Partnership Steps Up to Restore the Sag Harbor Cinema

Taylor K. Vecsey

Sag Harbor could get its cinema back. A community organization has entered into a contract with the owner of the Sag Harbor Cinema property four months after part of the iconic building was destroyed by fire. Fund-raising to seal the deal has now officially begun.

The Sag Harbor Partnership, a group that formed more than a year ago to help create a municipal park in the village, announced this week that after months of negotiations a contract has been signed to buy the property from Gerald Mallow, its longtime owner. The price: $8 million.

April Gornik, a North Haven artist and community activist who is the vice president of the partnership and led the charge, said they have until the end of the year to close.

Time is of the essence, she said by phone on Tuesday.
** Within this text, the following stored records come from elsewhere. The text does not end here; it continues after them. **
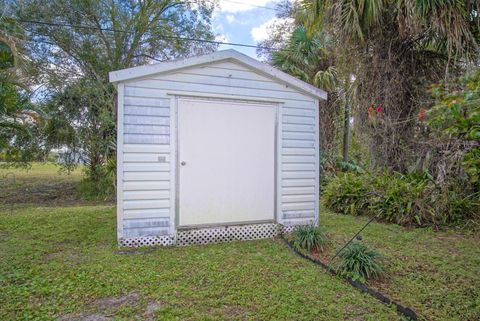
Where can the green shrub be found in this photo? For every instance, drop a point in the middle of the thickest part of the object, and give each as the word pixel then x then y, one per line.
pixel 346 192
pixel 412 199
pixel 310 237
pixel 360 262
pixel 102 188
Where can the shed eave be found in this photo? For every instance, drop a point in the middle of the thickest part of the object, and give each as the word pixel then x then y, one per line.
pixel 146 70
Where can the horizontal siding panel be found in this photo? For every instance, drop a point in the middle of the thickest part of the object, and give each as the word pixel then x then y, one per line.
pixel 298 198
pixel 142 232
pixel 298 214
pixel 298 190
pixel 298 206
pixel 298 182
pixel 149 148
pixel 298 174
pixel 146 186
pixel 146 167
pixel 299 136
pixel 143 176
pixel 144 129
pixel 298 159
pixel 288 111
pixel 298 128
pixel 298 167
pixel 142 204
pixel 299 151
pixel 146 213
pixel 146 139
pixel 192 88
pixel 145 157
pixel 298 221
pixel 146 195
pixel 146 101
pixel 146 120
pixel 150 111
pixel 296 143
pixel 146 223
pixel 298 120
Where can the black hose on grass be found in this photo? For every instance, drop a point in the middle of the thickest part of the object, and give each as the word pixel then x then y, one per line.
pixel 407 312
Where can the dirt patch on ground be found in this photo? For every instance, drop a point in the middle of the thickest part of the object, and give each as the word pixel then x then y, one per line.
pixel 105 308
pixel 90 317
pixel 113 303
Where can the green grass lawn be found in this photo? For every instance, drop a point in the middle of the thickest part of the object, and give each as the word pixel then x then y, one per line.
pixel 59 260
pixel 64 261
pixel 42 184
pixel 437 274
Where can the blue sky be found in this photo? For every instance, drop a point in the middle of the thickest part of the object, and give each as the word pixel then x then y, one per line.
pixel 240 21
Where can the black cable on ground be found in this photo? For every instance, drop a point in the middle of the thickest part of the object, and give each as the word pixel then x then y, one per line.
pixel 407 312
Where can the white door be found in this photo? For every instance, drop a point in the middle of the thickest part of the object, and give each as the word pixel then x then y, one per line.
pixel 226 156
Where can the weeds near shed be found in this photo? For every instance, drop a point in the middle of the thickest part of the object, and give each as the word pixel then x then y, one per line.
pixel 310 237
pixel 360 262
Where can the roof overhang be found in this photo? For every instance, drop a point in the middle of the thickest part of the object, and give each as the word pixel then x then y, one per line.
pixel 262 68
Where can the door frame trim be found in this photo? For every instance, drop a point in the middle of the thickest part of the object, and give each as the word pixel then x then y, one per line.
pixel 175 164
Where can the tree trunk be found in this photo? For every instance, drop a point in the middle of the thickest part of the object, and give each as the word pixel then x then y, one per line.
pixel 346 133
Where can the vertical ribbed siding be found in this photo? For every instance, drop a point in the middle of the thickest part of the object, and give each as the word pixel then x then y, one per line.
pixel 146 166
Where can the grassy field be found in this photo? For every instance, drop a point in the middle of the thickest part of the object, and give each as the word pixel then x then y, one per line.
pixel 65 262
pixel 62 262
pixel 43 184
pixel 434 273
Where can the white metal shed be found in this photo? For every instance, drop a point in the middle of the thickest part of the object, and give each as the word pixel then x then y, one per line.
pixel 212 148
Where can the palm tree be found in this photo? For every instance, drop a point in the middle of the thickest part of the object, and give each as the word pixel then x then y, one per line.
pixel 308 56
pixel 395 49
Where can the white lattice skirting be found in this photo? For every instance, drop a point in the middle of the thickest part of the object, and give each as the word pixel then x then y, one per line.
pixel 211 235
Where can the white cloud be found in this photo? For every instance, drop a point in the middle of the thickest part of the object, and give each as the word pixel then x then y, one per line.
pixel 261 32
pixel 222 38
pixel 230 18
pixel 241 5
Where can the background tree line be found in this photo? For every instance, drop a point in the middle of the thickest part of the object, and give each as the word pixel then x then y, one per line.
pixel 69 47
pixel 402 75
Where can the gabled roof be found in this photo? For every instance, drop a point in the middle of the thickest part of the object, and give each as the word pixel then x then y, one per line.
pixel 224 55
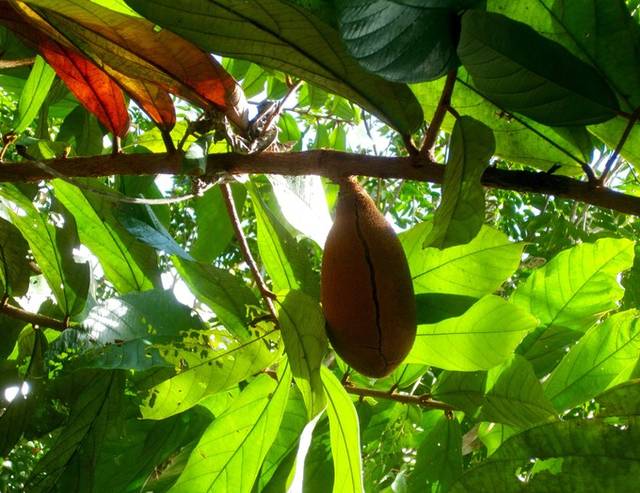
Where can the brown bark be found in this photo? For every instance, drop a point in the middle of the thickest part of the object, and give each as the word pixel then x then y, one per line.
pixel 323 163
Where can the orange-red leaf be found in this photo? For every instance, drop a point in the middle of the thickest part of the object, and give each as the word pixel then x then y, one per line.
pixel 132 46
pixel 90 84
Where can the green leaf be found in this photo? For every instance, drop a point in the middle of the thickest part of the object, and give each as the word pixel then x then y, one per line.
pixel 14 267
pixel 124 332
pixel 228 297
pixel 345 437
pixel 122 265
pixel 438 458
pixel 301 44
pixel 621 400
pixel 522 71
pixel 435 307
pixel 461 213
pixel 463 390
pixel 231 451
pixel 517 140
pixel 279 460
pixel 575 455
pixel 579 285
pixel 284 258
pixel 515 397
pixel 401 41
pixel 205 367
pixel 485 336
pixel 33 94
pixel 305 341
pixel 589 367
pixel 52 248
pixel 475 269
pixel 69 463
pixel 131 454
pixel 213 227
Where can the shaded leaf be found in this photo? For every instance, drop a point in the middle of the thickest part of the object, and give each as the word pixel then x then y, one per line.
pixel 300 44
pixel 578 285
pixel 344 433
pixel 588 368
pixel 474 269
pixel 305 341
pixel 461 212
pixel 533 75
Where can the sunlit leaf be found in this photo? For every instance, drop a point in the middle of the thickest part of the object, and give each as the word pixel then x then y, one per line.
pixel 230 452
pixel 485 336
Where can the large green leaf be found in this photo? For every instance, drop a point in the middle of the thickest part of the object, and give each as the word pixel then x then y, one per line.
pixel 52 248
pixel 515 397
pixel 480 339
pixel 305 341
pixel 475 269
pixel 228 297
pixel 14 268
pixel 438 458
pixel 34 93
pixel 461 213
pixel 345 436
pixel 124 333
pixel 70 462
pixel 522 71
pixel 400 41
pixel 206 367
pixel 286 37
pixel 600 32
pixel 230 452
pixel 578 285
pixel 523 141
pixel 592 364
pixel 576 455
pixel 285 260
pixel 122 264
pixel 132 453
pixel 214 230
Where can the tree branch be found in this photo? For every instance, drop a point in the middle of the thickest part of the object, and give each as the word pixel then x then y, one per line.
pixel 423 400
pixel 331 164
pixel 32 318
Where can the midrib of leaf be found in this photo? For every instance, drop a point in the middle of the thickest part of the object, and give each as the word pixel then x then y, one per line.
pixel 568 385
pixel 343 437
pixel 577 291
pixel 240 447
pixel 460 257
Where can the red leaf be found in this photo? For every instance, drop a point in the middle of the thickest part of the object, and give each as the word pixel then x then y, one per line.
pixel 90 84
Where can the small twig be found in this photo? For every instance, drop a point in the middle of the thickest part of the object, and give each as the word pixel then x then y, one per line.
pixel 20 62
pixel 423 400
pixel 32 318
pixel 244 248
pixel 616 152
pixel 431 135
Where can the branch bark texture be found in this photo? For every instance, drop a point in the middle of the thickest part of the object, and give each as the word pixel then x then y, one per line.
pixel 332 164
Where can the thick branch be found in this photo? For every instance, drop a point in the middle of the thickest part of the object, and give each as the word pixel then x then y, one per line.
pixel 324 163
pixel 32 318
pixel 423 400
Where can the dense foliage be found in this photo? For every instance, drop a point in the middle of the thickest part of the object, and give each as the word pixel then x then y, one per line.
pixel 160 325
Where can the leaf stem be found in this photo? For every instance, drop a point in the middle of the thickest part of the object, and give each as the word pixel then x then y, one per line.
pixel 422 400
pixel 431 135
pixel 621 142
pixel 266 293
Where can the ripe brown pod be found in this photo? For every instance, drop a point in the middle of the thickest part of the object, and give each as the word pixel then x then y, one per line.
pixel 367 292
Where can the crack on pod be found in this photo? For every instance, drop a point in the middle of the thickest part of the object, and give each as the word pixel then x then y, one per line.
pixel 372 276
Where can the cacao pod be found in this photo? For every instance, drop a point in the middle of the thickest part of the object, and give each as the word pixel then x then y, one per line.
pixel 366 288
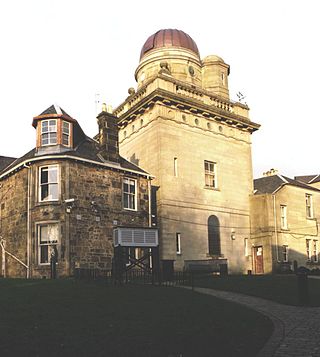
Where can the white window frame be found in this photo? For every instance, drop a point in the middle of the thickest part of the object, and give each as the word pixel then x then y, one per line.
pixel 315 251
pixel 246 247
pixel 126 195
pixel 285 253
pixel 48 243
pixel 308 250
pixel 49 132
pixel 210 174
pixel 41 185
pixel 178 243
pixel 309 206
pixel 283 217
pixel 65 133
pixel 175 167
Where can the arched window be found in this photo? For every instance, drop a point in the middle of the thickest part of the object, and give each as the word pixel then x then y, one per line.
pixel 214 235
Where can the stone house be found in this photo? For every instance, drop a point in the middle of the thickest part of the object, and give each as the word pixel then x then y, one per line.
pixel 68 194
pixel 284 224
pixel 181 126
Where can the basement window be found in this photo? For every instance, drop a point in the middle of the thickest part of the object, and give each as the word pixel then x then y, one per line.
pixel 48 240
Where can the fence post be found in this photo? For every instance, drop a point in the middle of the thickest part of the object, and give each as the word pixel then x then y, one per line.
pixel 303 288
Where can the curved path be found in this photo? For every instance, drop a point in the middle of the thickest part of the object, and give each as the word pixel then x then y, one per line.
pixel 296 329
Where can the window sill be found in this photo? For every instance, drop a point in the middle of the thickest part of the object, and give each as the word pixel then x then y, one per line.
pixel 211 188
pixel 44 203
pixel 130 210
They have until about July, when a big fund-raiser is planned, to decide "if what we're looking at in terms of pledges is substantial enough to go forward." One anonymous donor has already pledged $1 million.

A wind-fueled fire ripped through a section of Sag Harbor's Main Street on Dec. 16, ultimately destroying two buildings, including the Sag Harbor Cinema, and badly damaging others, devastating businesses and displacing two people from second-story apartments.

Flames gutted the lobby of the cinema, leaving the Art Deco facade in danger of collapse. Officials tore down the lobby that very night. The theater portion of the 1930s building, with a large screen and located at the back of the L-shaped structure, remained standing. Officials said it had smoke damage only. The theater's neon "Sag Harbor" sign, an 11-year-old replica of the original and considered a village landmark, was saved and is being kept in a nearby storage facility.

"We think it's really important to give our community back what it lost," Ms. Gornik said. "It really was the heart of this place in a big way."

The partnership plans not only to rebuild, but to establish a Sag Harbor Cinema Arts Center. The not-for-profit would expand on the cinema's tradition of art house film programming with educational initiatives for school-age children and residents.

Ms. Gornik said estimates for the construction project are $4 million to $5 million at a minimum.

Plans include rebuilding the facade and repairing the sign, and rebuilding and repurposing some of the space. The group plans to preserve the "curved scope" screen currently in the 480-seat theater, though Ms. Gornik said no one from the group had yet been able to get inside to assess the damage.

The group has plans for two theaters. A larger one would seat about 250 people, another about 150. A private screening room with 30 seats is planned for the second floor above Main Street. It would also serve as a classroom.

"We want to do programming that will serve a really wide range of people and age groups," Ms. Gornik said.

The cinema has long been for sale, and the idea of purchasing it for community use is nothing new. The asking price was $14 million before the fire. Several members of the partnership have been trying to buy it, to ensure it remained a cinema, since 2009.

"We were concerned that we'd lose it to some big business, and Main Street would be irrevocably changed," Ms. Gornik said in a press release.

Giulia D'Agnolo Vallan, a member of the selection committee for the Venice Film Festival, and Andrew Fierberg, a movie producer, came up with the original vision for the cinema arts foundation, Ms. Gornik said.

The small group reconvened in July, when, Ms. Gornik said, Mr. Mallow expressed an interest in having the cinema purchased by someone who wanted to preserve it. Architectural and structural reports were drawn up.

"We were set to be in contract by the end of December, when the fire threw everything into disarray, but we didn't lose hope," she said. The group forged ahead, working with experts on how best to rebuild the cinema, make it profitable, and serve the community. "We're grateful that Gerry stuck with us."

"The Cinema Arts Center will provide an opportunity to draw on the talents and experiences of an ever-expanding year-round community on the East End," Susan Lacy, a filmmaker, creator of the "American Masters" series on PBS, and Noyac homeowner, said in the release.

The partnership's Big Tent party, to be held on Long Wharf on July 16, will serve as a fund-raiser and honor Mr. Mallow. The partnership's inaugural party last year raised more than $130,000, which was donated to the Village of Sag Harbor to help its efforts to establish a waterfront park.

Once money for the purchase has been secured, a capital campaign will begin for the construction. Grant money may also be available.

"We are fortunate to live in a community where so many people are giving of their time, talent, and money toward restoring such a cultural treasure," said Nick Gazzolo, the president of the partnership. "Main Street won't feel whole until that famous sign is shining again. Everyone wants to see this comeback."

Contributions to the project will be tax-deductible and can be made to the Sag Harbor Partnership.